O presidente Michel Temer (PMDB) participou nesta terça-feira (22/11) de maratona de encontros com governadores e líderes do Congresso Nacional para fechar acordo quanto ao repasse do dinheiro arrecadado com as multas da repatriação. Após duas longas reuniões realizadas na residência do governador Rodrigo Rollemberg (PSB), pela manhã, e no Palácio do Planalto, à tarde, ficou acertado um grande pacto nacional pelo equilíbrio das contas públicas.

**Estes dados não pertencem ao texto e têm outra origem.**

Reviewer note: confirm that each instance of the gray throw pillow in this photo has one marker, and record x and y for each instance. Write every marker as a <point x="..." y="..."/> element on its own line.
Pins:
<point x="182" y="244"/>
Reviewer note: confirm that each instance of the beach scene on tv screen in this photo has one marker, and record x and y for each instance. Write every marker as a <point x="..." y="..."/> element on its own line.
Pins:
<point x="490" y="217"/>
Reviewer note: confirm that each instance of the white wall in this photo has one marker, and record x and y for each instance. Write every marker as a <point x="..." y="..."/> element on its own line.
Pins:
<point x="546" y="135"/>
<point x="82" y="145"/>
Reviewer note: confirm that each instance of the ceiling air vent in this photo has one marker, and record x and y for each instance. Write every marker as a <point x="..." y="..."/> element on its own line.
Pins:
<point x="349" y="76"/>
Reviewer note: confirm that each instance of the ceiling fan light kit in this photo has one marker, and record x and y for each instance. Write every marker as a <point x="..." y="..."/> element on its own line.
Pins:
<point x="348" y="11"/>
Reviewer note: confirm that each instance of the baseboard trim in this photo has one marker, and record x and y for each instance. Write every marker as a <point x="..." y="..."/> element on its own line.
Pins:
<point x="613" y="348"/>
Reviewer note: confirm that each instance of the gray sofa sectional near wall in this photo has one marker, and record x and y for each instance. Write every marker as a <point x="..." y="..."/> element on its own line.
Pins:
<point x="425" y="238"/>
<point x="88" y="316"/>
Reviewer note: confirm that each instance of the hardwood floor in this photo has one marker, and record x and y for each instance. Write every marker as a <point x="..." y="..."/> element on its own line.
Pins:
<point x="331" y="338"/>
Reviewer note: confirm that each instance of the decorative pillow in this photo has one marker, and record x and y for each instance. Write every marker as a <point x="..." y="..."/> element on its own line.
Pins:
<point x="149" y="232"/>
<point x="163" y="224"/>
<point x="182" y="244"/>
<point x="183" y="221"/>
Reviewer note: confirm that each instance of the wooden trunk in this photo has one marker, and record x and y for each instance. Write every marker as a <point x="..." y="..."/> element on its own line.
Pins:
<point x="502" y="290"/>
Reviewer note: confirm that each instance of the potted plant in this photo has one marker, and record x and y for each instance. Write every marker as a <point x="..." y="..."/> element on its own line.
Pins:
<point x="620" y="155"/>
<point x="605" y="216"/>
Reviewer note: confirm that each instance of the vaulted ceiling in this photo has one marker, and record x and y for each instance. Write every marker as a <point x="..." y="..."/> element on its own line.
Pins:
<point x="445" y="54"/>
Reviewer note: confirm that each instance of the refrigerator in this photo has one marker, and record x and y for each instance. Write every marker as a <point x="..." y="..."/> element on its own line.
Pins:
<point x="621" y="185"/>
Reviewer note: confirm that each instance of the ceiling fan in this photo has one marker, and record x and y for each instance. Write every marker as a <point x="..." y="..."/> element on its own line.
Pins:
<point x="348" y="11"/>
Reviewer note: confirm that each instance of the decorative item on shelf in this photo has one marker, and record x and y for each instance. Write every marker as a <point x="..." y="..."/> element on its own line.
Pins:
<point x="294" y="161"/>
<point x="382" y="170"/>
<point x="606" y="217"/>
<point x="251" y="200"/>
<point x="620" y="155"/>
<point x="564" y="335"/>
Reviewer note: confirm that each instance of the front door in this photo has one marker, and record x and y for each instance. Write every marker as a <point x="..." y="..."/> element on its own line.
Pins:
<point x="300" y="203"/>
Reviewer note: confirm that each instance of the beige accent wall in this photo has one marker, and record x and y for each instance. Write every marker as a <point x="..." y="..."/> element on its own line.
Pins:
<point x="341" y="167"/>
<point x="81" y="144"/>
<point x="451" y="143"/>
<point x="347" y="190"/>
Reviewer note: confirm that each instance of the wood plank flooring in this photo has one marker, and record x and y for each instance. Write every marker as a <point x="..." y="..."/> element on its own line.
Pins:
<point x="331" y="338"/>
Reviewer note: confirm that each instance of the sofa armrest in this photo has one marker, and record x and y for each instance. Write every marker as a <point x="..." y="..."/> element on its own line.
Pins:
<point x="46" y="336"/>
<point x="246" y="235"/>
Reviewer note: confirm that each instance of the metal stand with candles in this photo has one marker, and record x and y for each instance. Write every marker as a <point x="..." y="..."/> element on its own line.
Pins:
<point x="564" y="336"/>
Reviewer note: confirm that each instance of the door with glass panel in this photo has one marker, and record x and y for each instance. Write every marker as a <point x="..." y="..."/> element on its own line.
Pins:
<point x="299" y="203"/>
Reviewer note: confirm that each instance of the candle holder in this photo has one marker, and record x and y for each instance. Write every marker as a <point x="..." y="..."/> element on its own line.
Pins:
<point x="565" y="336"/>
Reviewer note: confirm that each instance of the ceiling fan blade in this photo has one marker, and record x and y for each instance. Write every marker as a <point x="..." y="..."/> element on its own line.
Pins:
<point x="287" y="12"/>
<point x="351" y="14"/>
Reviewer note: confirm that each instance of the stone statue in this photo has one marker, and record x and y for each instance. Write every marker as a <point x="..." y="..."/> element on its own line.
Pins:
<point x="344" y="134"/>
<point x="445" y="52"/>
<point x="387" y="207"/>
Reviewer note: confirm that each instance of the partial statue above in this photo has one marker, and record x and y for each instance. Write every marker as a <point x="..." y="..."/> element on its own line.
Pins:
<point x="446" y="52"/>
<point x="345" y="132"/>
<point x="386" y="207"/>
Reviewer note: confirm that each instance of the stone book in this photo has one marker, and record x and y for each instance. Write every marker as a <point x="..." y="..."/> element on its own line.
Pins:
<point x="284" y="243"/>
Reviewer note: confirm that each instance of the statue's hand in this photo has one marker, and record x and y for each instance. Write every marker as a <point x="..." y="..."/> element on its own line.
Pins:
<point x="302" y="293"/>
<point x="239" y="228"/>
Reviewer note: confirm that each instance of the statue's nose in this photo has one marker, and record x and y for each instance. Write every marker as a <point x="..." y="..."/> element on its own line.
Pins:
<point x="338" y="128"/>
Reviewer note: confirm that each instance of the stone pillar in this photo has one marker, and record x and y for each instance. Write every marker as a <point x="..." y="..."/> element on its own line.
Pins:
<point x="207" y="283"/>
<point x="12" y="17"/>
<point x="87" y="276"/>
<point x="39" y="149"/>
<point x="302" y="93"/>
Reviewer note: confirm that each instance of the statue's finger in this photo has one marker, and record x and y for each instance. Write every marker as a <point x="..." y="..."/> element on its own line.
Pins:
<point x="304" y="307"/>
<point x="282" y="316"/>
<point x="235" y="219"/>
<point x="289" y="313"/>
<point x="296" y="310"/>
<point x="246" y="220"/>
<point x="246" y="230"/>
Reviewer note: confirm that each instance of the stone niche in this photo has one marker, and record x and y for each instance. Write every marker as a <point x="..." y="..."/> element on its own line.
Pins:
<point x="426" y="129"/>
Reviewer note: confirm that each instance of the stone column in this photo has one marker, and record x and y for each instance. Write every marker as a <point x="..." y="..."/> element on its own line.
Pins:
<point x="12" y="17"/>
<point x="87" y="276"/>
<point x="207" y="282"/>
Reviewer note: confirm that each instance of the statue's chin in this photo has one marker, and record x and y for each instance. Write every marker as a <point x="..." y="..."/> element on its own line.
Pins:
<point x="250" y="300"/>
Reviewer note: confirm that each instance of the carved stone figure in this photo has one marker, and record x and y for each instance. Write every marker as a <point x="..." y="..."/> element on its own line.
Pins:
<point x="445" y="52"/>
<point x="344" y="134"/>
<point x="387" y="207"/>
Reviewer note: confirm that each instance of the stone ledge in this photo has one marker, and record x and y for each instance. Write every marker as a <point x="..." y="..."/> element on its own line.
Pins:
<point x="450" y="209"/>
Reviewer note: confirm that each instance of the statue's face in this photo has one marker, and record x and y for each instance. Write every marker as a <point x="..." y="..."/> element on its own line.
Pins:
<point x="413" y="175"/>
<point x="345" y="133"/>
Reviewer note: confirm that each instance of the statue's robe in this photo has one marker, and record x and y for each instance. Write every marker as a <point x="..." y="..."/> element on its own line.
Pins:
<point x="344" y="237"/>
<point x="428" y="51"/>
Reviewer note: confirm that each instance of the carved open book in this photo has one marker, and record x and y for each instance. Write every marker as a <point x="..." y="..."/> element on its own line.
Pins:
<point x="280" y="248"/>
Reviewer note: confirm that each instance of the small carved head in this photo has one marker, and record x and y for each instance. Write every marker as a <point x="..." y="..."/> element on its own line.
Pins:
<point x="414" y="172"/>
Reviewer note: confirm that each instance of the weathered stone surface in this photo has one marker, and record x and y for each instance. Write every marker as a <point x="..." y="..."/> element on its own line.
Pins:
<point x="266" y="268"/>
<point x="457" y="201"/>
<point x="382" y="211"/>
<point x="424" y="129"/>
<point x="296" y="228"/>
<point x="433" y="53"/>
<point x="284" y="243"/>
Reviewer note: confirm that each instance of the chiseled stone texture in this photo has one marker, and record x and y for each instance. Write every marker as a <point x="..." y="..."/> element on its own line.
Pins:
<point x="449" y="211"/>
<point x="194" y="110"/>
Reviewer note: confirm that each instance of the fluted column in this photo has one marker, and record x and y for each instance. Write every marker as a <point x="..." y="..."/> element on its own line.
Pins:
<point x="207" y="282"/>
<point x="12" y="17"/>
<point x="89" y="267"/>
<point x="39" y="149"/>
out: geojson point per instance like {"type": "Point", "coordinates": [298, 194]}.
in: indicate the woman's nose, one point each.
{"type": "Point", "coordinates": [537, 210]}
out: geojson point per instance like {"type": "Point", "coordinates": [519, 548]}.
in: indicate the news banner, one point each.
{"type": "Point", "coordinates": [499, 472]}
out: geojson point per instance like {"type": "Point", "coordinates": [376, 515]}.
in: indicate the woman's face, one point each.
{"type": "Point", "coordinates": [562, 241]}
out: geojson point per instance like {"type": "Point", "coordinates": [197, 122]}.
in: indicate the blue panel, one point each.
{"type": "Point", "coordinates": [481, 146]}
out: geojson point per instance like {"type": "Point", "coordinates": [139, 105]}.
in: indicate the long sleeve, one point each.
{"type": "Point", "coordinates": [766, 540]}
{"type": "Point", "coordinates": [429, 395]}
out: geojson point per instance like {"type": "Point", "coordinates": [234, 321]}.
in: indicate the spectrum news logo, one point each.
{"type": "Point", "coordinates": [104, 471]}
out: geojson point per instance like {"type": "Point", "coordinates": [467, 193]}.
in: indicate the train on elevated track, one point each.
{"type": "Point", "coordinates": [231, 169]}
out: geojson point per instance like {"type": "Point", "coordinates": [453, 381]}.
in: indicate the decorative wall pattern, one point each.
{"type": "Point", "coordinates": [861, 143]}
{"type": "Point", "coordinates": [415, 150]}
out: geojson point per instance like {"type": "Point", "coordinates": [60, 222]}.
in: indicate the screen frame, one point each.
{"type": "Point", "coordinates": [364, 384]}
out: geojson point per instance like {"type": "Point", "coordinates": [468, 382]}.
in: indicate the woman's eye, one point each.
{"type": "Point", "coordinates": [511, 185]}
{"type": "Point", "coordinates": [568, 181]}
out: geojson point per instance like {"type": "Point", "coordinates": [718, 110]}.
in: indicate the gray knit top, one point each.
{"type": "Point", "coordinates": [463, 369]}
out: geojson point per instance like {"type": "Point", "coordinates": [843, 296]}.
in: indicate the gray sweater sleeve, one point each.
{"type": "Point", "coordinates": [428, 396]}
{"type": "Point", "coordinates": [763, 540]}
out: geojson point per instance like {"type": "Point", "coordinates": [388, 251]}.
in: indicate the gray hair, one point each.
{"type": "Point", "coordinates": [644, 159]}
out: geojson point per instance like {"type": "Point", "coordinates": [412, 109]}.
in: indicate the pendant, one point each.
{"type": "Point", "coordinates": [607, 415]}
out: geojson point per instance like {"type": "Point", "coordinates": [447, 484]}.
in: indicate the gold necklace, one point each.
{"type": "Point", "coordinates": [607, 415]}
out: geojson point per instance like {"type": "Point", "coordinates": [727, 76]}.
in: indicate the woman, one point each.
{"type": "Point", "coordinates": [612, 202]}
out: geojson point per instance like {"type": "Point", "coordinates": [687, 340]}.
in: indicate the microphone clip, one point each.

Conforme antecipou ao Jornal Opção o deputado federal Alexandre Baldy (PTN), relator do projeto que altera a Lei da Repatriação e presente em ambos os encontros, a equipe econômica do governo federal aceitou dividir os recursos obtidos com a regularização de ativos mantidos por brasileiros no exterior.

A União já tinha repassado a estados e municípios o dinheiro recolhido com o Imposto de Renda, mas os governadores defendiam também o direito à divisão dos recursos arrecadados com as multas. O montante, segundo os governadores, é de cerca de R$ 5,2 bilhões, dos R$ 46,8 bilhões obtidos com a repatriação. A expectativa é que os valores sejam pagos em parcelas de 3 a 6 meses, com a previsão de recebimento da primeira a partir do próximo mês.

Em contrapartida à repartição das multas, no entanto, os chefes dos Executivos estaduais terão que retirar as ações que movem no Supremo Tribunal Federal reivindicando os repasses. Os governadores terão, ainda, que promover reformas da Previdência Social em nível estadual e apoiar propostas do governo federal, como a criação da PEC 55.

O compromisso com o corte de gastos foi também acordado de forma unânime entre os governos dos estados e a União. A gestões passam, então, a ficar impedidas de realizar contratações de servidores, ou dar aumento pelos próximos dois anos. Terão ainda que reduzir 20% o valor das despesas com cargos comissionados, temporários e gratificações. Todos os governadores ou representantes do governos estaduais acataram o acordo.

Em entrevista, o governador Marconi Perillo (PSDB) informou também que na reunião com o presidente da República foi criado um Fórum Permanente de Governadores. O grupo ficará responsável pela definição de uma comissão, com um governador representando cada região, que irá dialogar permanentemente com a equipe econômica do governo para que todas as medidas que forem adotadas em nível federal também possam ter repercussão nos estados.

Marconi avaliou como positivo o encontro com o presidente. “O presidente Temer, como sempre, nos recebeu muito bem. Foi generoso ao ouvir a todos. Eu fiz a exposição das medidas que nós gostaríamos que fossem adotadas no âmbito dos estados e da federação. E ao final chegamos a um acordo em relação a um texto que será assinado por todos os governadores”, declarou.

Os ministros Henrique Meirelles (Fazenda) e Dyogo de Oliveira (Planejamento), a secretária do Tesouro, Ana Paula Vescovi, e o secretário-executivo da Fazenda, Eduardo Guardia, também estiveram na reunião, assim como os presidentes do Senado, Renan Calheiros (PMDB-AL), e da Câmara Federal, Rodrigo Maia (DEM- RJ).

Do Estado de Goiás, estiveram presentes, além de Baldy e Marconi, o deputado federal Sandro Mabel (PMDB) e a secretária estadual da Fazenda, Ana Carla Abrão.